Si le reportage souligne la grande confusion qui règne dans l’accueil des demandeurs d’emploi et leur exploitation à outrance au mépris du code du travail, son plus grand mérite est de montrer le courage de ces femmes et de ces hommes de tous âges pour qui la dignité est de travailler.
C’est une réponse magistrale à tous ceux qui ne cessent de répéter que les demandeurs d’emplois sont des assistés. La réplique est cinglante lorsque la journaliste questionne : « A quoi bon tout ce temps de trajet pour deux heures de boulot ? ». « Dis, tu viens d’une autre planète ? ». Tant le désir d’être reconnu pour son travail est vital, est même l’ultime fierté.
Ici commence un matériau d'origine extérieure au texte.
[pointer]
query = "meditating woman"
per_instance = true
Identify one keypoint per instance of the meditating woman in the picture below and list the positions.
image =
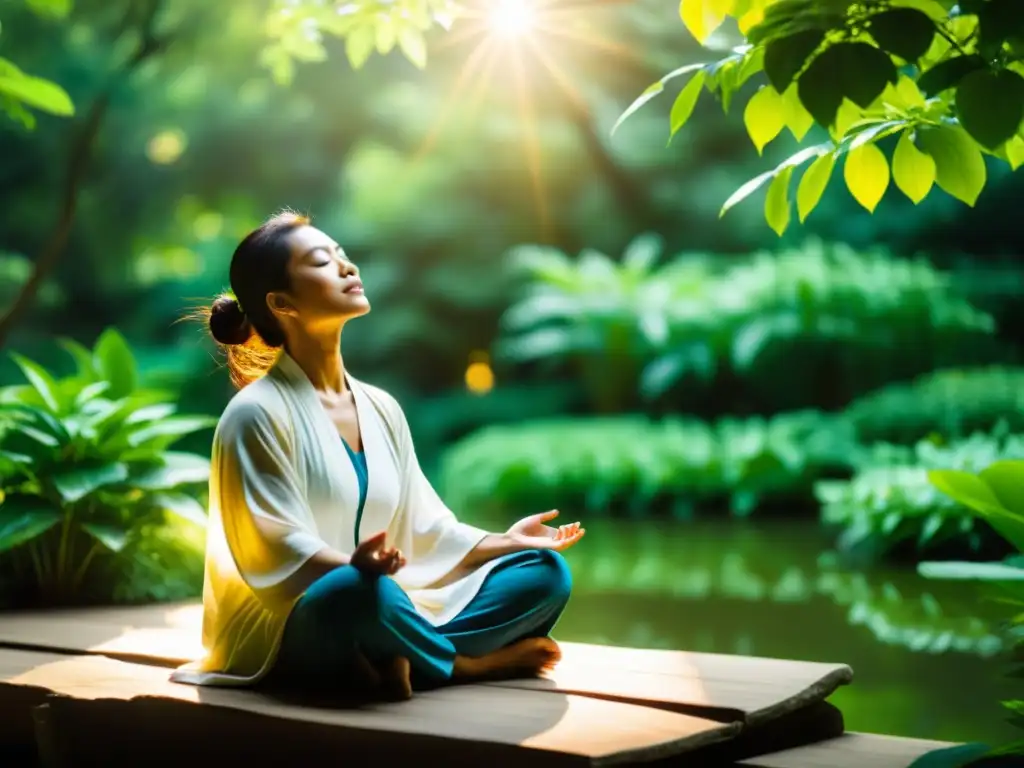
(330, 558)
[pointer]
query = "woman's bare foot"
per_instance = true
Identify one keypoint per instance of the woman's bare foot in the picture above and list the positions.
(395, 683)
(526, 657)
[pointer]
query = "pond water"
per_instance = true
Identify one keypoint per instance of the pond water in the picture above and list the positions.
(925, 656)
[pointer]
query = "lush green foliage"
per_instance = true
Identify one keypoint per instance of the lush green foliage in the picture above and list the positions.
(890, 504)
(945, 80)
(820, 306)
(88, 480)
(995, 495)
(911, 617)
(22, 92)
(950, 403)
(642, 466)
(297, 30)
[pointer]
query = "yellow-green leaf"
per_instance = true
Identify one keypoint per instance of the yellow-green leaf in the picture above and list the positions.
(913, 171)
(1015, 152)
(866, 174)
(37, 92)
(413, 45)
(797, 119)
(385, 35)
(813, 183)
(764, 117)
(960, 166)
(704, 16)
(777, 201)
(682, 108)
(750, 19)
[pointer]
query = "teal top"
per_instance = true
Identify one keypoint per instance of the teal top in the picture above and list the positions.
(363, 474)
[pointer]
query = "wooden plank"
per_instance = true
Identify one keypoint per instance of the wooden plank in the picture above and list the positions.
(563, 729)
(723, 686)
(718, 686)
(850, 751)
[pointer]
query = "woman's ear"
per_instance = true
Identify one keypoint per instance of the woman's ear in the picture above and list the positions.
(279, 304)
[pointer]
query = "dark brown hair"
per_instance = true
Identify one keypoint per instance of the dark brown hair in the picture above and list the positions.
(241, 321)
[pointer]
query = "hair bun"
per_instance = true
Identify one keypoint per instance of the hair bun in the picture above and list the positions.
(228, 324)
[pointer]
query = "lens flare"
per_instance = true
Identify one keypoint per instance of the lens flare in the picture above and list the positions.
(511, 18)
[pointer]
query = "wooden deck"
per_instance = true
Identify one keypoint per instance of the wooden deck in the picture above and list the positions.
(68, 676)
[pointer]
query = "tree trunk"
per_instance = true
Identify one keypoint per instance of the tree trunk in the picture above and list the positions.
(78, 164)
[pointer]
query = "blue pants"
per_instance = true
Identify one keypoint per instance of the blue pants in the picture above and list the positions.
(347, 611)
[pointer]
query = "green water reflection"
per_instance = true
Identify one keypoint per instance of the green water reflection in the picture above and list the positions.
(926, 660)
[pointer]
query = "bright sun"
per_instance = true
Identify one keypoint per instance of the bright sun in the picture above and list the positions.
(512, 17)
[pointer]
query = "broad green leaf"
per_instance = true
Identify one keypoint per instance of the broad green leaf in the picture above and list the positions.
(151, 413)
(20, 523)
(50, 8)
(413, 45)
(176, 469)
(866, 175)
(758, 181)
(960, 166)
(949, 73)
(764, 117)
(1015, 152)
(777, 202)
(36, 92)
(967, 488)
(183, 506)
(819, 91)
(931, 527)
(797, 119)
(682, 108)
(961, 756)
(785, 56)
(913, 171)
(168, 430)
(990, 105)
(974, 571)
(652, 90)
(856, 71)
(813, 183)
(359, 44)
(116, 364)
(702, 17)
(905, 32)
(111, 537)
(90, 392)
(1006, 478)
(40, 380)
(74, 484)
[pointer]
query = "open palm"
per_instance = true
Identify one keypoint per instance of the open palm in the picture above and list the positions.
(534, 532)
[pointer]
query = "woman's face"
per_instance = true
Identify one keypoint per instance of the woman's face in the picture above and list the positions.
(326, 286)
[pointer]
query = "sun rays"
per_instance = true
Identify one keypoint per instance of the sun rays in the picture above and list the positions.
(506, 37)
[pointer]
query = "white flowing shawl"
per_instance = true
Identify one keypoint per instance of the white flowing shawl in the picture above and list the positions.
(282, 487)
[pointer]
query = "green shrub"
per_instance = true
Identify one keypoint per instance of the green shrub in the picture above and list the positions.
(643, 466)
(791, 325)
(910, 616)
(605, 318)
(88, 482)
(951, 403)
(993, 495)
(890, 507)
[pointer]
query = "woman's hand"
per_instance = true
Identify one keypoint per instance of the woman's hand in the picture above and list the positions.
(373, 557)
(531, 532)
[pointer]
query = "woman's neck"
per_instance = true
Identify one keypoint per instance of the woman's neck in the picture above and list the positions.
(320, 358)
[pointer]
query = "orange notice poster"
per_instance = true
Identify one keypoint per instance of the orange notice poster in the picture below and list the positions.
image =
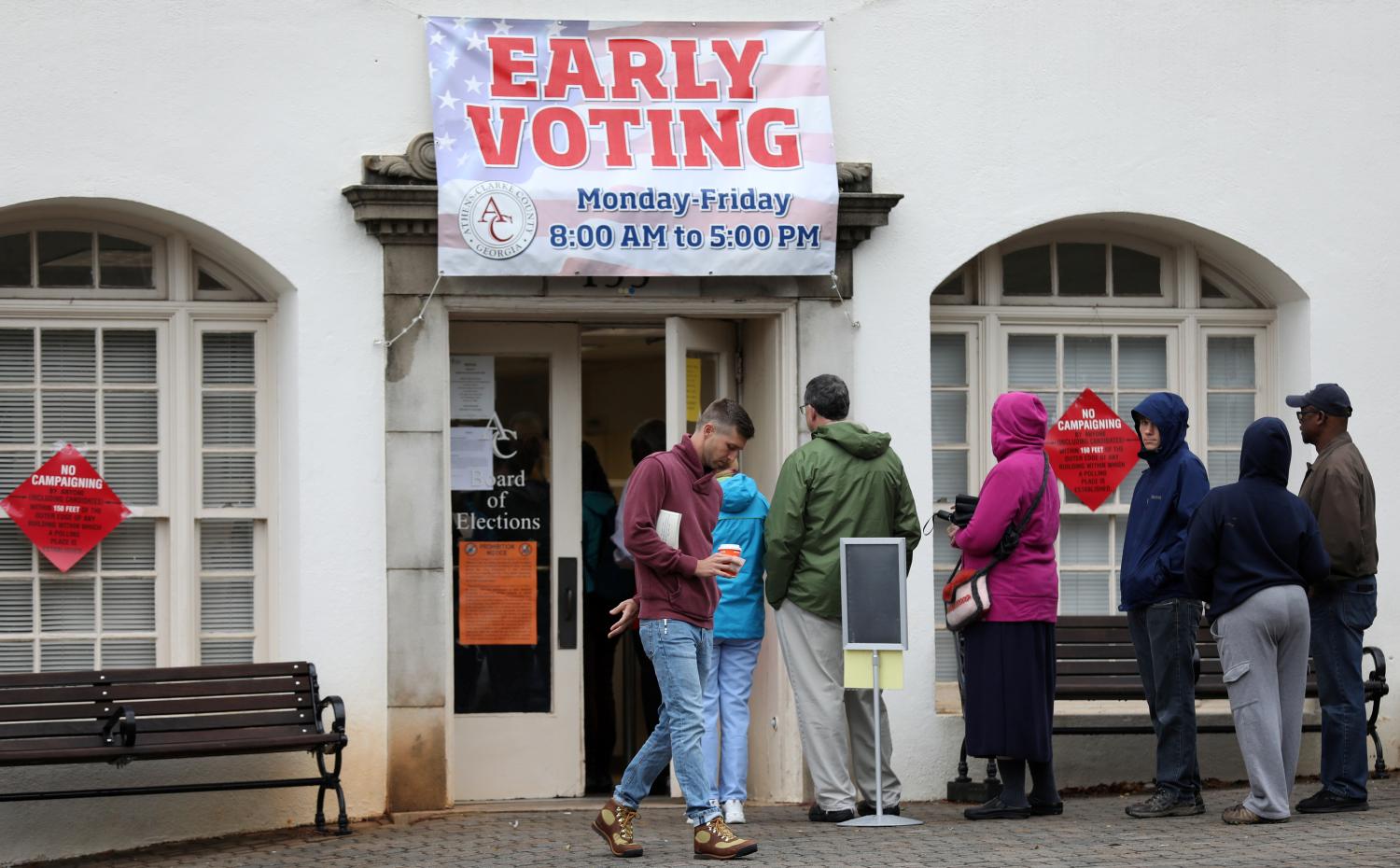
(496, 594)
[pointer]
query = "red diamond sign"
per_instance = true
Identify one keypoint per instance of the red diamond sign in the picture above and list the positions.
(1091, 448)
(64, 509)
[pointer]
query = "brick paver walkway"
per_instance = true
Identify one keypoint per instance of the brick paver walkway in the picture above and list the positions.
(1094, 831)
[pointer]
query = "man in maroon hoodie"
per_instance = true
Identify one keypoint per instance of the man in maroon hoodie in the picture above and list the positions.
(677, 594)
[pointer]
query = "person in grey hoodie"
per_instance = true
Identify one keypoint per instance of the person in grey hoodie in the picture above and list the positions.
(1162, 613)
(1252, 551)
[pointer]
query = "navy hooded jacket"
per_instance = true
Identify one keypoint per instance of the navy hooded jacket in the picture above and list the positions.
(1162, 503)
(1254, 534)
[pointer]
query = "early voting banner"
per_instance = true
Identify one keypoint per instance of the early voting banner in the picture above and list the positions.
(664, 148)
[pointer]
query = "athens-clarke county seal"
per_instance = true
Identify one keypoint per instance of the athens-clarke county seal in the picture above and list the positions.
(497, 218)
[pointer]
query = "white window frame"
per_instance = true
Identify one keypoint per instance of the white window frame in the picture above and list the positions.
(1169, 276)
(179, 319)
(160, 274)
(1186, 319)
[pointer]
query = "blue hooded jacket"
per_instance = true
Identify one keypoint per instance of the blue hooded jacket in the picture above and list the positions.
(739, 613)
(1253, 534)
(1164, 500)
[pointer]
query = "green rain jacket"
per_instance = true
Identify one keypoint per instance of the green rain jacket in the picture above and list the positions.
(846, 482)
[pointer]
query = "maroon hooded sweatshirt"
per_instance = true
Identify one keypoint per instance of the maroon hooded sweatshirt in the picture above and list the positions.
(666, 584)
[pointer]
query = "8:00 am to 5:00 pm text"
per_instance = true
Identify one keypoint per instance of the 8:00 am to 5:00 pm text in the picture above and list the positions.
(660, 237)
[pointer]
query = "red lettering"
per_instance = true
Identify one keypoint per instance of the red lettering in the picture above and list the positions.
(663, 142)
(506, 66)
(739, 67)
(504, 150)
(571, 64)
(629, 70)
(576, 137)
(688, 72)
(615, 123)
(781, 151)
(720, 139)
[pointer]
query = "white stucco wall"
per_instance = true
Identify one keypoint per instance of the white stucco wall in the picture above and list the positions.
(1268, 122)
(246, 119)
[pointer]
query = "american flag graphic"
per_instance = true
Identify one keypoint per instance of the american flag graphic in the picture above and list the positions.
(618, 148)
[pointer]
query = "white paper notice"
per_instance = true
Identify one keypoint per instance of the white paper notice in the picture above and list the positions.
(668, 528)
(472, 459)
(473, 386)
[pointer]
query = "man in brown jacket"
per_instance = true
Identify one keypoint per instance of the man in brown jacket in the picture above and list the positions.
(1340, 493)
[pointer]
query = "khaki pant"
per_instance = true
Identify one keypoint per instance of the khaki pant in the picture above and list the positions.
(837, 725)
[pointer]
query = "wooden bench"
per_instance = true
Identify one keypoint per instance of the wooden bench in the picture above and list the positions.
(1095, 660)
(118, 716)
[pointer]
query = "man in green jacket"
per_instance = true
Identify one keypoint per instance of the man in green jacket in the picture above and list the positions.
(846, 482)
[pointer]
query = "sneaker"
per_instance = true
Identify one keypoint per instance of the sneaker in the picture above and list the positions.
(1239, 815)
(613, 822)
(1165, 803)
(1326, 801)
(997, 809)
(817, 815)
(714, 840)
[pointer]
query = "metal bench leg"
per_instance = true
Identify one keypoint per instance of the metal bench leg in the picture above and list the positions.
(328, 781)
(1375, 738)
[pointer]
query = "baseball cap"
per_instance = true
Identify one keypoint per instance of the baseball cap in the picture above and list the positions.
(1327, 397)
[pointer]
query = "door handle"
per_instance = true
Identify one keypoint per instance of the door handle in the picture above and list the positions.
(567, 604)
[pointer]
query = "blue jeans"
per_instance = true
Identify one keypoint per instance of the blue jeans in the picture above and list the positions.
(680, 655)
(1340, 612)
(725, 741)
(1164, 637)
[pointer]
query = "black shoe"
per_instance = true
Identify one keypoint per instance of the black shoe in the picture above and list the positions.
(1167, 803)
(997, 809)
(1326, 801)
(1046, 808)
(817, 815)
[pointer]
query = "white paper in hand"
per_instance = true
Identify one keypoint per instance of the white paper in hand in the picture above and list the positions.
(668, 528)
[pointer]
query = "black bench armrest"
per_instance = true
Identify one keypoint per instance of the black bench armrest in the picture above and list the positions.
(338, 707)
(1378, 661)
(122, 719)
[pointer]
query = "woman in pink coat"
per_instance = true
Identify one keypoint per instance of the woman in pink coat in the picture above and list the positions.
(1010, 652)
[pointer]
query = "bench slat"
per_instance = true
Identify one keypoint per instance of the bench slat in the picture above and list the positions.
(223, 748)
(146, 707)
(120, 693)
(168, 674)
(263, 734)
(160, 724)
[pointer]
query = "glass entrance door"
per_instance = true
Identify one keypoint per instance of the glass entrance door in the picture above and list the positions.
(515, 552)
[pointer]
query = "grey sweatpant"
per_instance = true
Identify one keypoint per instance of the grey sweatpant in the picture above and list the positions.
(828, 714)
(1263, 646)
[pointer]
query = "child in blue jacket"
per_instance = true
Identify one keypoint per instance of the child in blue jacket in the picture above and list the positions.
(738, 633)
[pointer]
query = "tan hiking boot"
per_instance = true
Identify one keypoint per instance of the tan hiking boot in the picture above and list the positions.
(716, 842)
(1239, 815)
(613, 822)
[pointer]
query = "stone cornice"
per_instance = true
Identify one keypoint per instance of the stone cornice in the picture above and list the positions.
(397, 201)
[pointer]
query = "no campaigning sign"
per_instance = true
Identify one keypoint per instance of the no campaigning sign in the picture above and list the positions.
(64, 509)
(1091, 448)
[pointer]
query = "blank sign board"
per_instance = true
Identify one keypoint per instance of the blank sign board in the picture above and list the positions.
(873, 593)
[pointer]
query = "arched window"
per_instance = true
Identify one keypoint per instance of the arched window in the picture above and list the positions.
(126, 342)
(1084, 304)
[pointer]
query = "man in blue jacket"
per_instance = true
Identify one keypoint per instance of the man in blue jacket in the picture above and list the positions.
(738, 636)
(1164, 613)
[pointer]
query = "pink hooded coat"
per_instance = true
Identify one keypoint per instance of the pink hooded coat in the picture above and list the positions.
(1025, 585)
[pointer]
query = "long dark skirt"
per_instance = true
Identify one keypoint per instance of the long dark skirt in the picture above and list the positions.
(1010, 689)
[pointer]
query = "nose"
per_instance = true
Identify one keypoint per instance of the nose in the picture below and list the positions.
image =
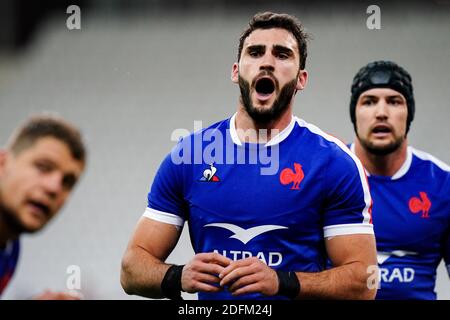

Être “invisible” aux yeux des autres, de ceux qui ont un emploi mais ne vous voient pas (ou pire vous accusent de mesquinerie) n’est rien à côté du fait de pouvoir se regarder dans la glace ou dans les yeux de ses enfants.
Écrit dans un style alerte, non misérabiliste – on sourit souvent au détour des pages – le livre invite à regarder autrement toutes ces personnes que l’on croise parfois au petit matin, le regard fatigué alors qu’elles rentrent du travail. Dans cette pratique journalistique trop rare, Florence Aubenas n’est en rien elle-même une “héroïne”. Comme hier, de retour de la geôle irakienne ou au sortir du procès d’Outreau, les vrais héros sont ces personnes qu’elle nous fait rencontrer. Et tout l’intérêt du livre, plus encore que de dénoncer des pratiques illégales, est de nous rendre ces personnes proches, en nous incitant à mieux les connaître, voire à les aimer.
Pascal Percq
Éditions Retrouvées – 2016 (réédition) – 265 p.